4 Data Handling

(PSY206) Data Management and Analysis

Author

Md Rasel Biswas

3.1 Introduction

SPSS provides a range of commands to modify, manipulate, or transform data, collectively referred to as Data Handling commands.
These commands are particularly useful when working with large datasets containing numerous variables for each participant, such as survey or questionnaire data.
Questionnaires often include items (questions) that can be grouped into subscores, which can be calculated using Data Handling commands.
Data transformations, such as log transformations, can also be performed to reduce distortions like skewness and improve the validity of statistical analyses.
Another common use of these commands is to filter data to analyze specific groups of participants — for example, analyzing males and females separately, or excluding respondents who do not meet certain inclusion criteria.

Example Data File

To illustrate the use of these commands, we will use a small dataset (download) based on a fictitious survey exploring people’s attitudes toward adoption.

This dataset includes:

Participant number
Demographic variables (age, sex, ethnicity, religious belief, and adoption experience)
Responses to 10 statements on adoption, measured on a 5-point Likert scale ranging from Strongly Agree (1) to Strongly Disagree (5)

Each response is recorded in variables q1 to q10.

3.2 Sorting Data

Although the order of cases usually does not affect statistical analysis, sorting can make it easier to inspect and verify data. For example, sorting participants by sex and then by ethnicity can help detect data entry issues or compare group distributions.

In this example, we sort the data first by sex, and then within each sex by ethnicity.

3.3 Splitting Data

The Split File function allows SPSS to temporarily divide a dataset into groups, so that all subsequent analyses are performed separately for each group.

For instance, you may want to produce separate statistical outputs for male and female participants.

To split a file, follow the steps below:

The difference between the two options is important:

Compare groups: produces one combined output section showing group comparisons.
Organize output by groups: generates separate output sections for each group.

We usually prefer Organize output by groups for clearer interpretation, but you should explore both options to understand their differences.

Undoing Split File

The Split File command remains active until you manually turn it off.

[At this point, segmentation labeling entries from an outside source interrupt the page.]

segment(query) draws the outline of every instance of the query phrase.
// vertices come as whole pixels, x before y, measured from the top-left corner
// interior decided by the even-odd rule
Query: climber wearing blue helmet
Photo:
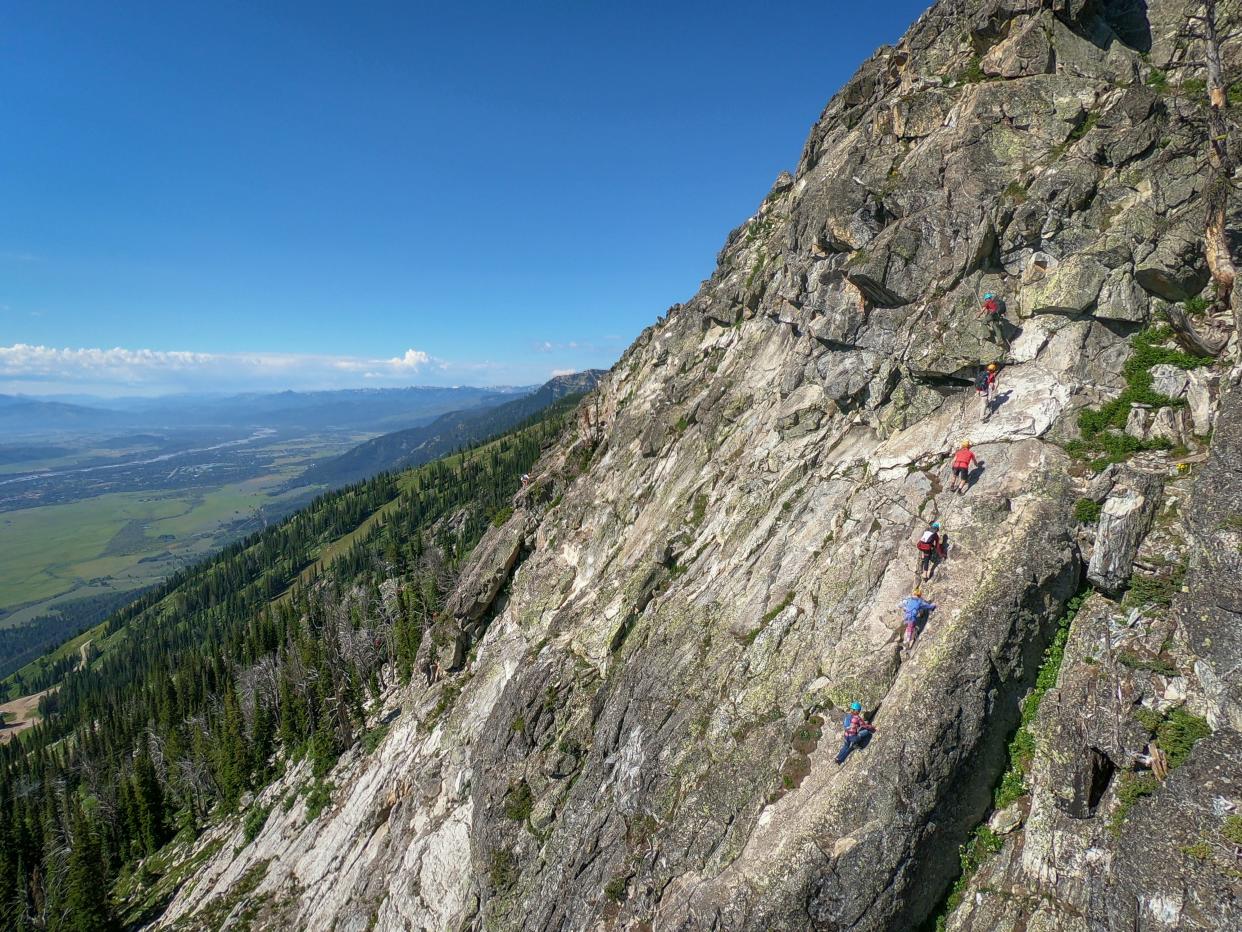
[[[850,703],[850,711],[846,712],[845,729],[845,743],[841,746],[841,752],[837,754],[838,764],[843,764],[846,758],[850,757],[850,752],[854,748],[867,747],[867,742],[871,741],[871,736],[876,733],[876,726],[862,717],[861,702]]]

You can check whether it is on by looking at the bottom-right corner of the Data View window. When Split File is active, SPSS displays a message like “Split by Sex.”

To disable it, simply select Unsplit File from the same menu.

3.4 Selecting Cases

Sometimes you may wish to analyze only a subset of your data, such as respondents who have been adopted.
The Select Cases command allows you to temporarily exclude all other participants from analysis.

Split File analyzes all data but displays separate outputs by group.
Select Cases analyzes only the chosen subset, suppressing all other cases.

Use Select Cases when you want to restrict analysis to specific participants.

Selection Rules

You can define complex selection criteria using logical operators such as AND, OR, and NOT.
Rules can be typed directly or created using the on-screen calculator.

For example, to select only Chinese Christians with experience of adoption, the expression would be: religion = 3 and ethnicity = 3 and adopted > 0

You can also create more advanced selection rules by combining logical conditions with built-in functions available in the dialogue box.

Reselecting All Cases

The selection remains in effect until you manually reset it.
To restore all participants, open the Select Cases dialog and choose All cases.

3.5 Recoding Values

Recoding is the process of changing the values of a variable — often to correct errors, merge categories, or prepare data for specific analyses.

For instance, if preliminary results show very few participants with adoption experience through “immediate family” or “other family,” these categories could be combined.

SPSS provides two main recode options:

Recode into Same Variables — replaces original values (riskier)
Recode into Different Variables — creates a new variable (safer and recommended)

Tip: Always use Recode into Different Variables to preserve the original data in case of mistakes.

Conditional Recoding

You can also apply conditional recoding, where values are changed only if specific conditions are met — for example, recoding age values only for female participants.

3.6 Computing New Variables

The Compute Variable command allows you to create new variables from existing ones.
This is useful when:

Summing item scores into total or subscale scores
Calculating averages
Applying mathematical transformations

In our example, the 10 questionnaire items can be combined into two subscales by summing or averaging specific variables (q1–q5, q6–q10).

SPSS also provides built-in functions such as SUM(), MEAN(), SD(), etc., that simplify computation.

3.7 Counting Values

Sometimes we need to count how many times a particular response occurs across several variables.
For example, you may want to know how many times each participant selected “Strongly Agree (1)” across all 10 questionnaire items (q1–q10).

The Count Values within Cases function creates a new variable representing this count.

Summary

In this chapter, you learned how to:

Sort and split datasets
Select specific cases for analysis
Recode and compute variables
Count responses across variables

These data handling skills are fundamental for data preparation and cleaning — an essential step before conducting any statistical analysis in SPSS.